Saturday, March 28, 2020

Chaos inside the CDC (links to ProPublica articles)




from ProPublica





Welcome to the Weekly Dispatch. The good news: Spring is here. The bad news: Don’t you dare enjoy it in the park with friends. Getting through any crisis depends on good information, and our mostly isolated journalists are working hard to understand how this got out of hand and what’s to be done about it. As a treat, this week we also took a short break to hold the powerful to account for issues not related to the coronavirus.
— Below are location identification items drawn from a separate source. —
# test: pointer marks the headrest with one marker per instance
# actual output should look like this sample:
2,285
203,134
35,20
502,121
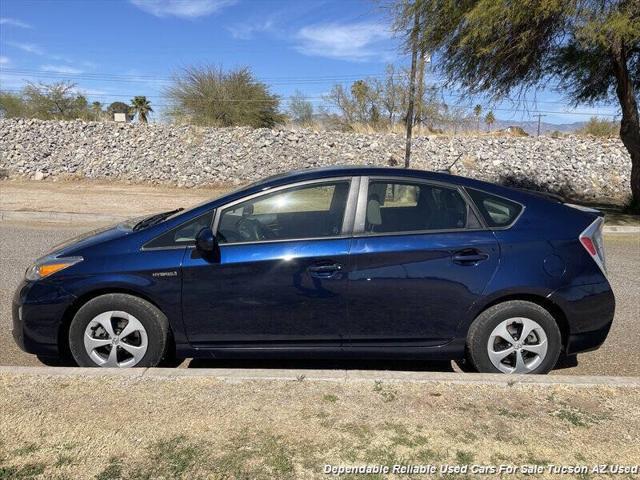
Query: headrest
373,212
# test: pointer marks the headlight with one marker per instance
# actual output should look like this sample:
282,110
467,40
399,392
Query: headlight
48,266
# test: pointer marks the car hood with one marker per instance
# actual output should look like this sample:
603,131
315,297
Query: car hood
81,242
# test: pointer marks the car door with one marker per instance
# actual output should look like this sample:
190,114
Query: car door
281,277
420,258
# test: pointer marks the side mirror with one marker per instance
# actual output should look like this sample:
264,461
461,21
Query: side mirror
206,241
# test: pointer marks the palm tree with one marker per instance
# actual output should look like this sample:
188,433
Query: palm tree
96,109
141,107
477,111
489,119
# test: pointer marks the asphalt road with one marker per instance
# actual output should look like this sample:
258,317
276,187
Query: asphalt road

A CDC email obtained by ProPublica, with identifying information redacted.


The early mistakes
Most people now know about the Centers for Disease Control and Prevention’s great coronavirus testing failure. But this week, we learned more about its slow response as the coronavirus spread: Emails we obtained from the CDC show that chaotic early attempts to track the disease only brought confusion.
Across the globe, a massive Chinese propaganda campaign that played out on Twitter contributed to misconceptions about the coronavirus. We had been reporting on covert Chinese Twitter propaganda before the virus spread, and we watched it pivot to the disease in real time.


Avoidable supply shortages
Lupus patients can’t get lifesaving medicine because people (including doctors) are hoarding it. The president has pushed the drug relentlessly despite the fact that there is little evidence it works to treat COVID-19.
Medical workers are making their own, untested masks. Due to cuts and neglect, by the time states flooded the National Strategic Stockpile with requests, it only had 30 million protective face masks, many of which were expired.
Hospitals are considering putting two or more patients on one ventilator, despite severe lung damage risks while states have been forced to compete for badly needed resources.


Danger in ICE detention
An ICE detainee in a New Jersey ICE detention center says migrants there have gone on a hunger strike for soap.
Several detainees and guards around the country have tested positive, and unrest is growing.
Though the administration has discouraged travel, ICE needlessly flew one detainee to different parts of the country nine times in 10 days.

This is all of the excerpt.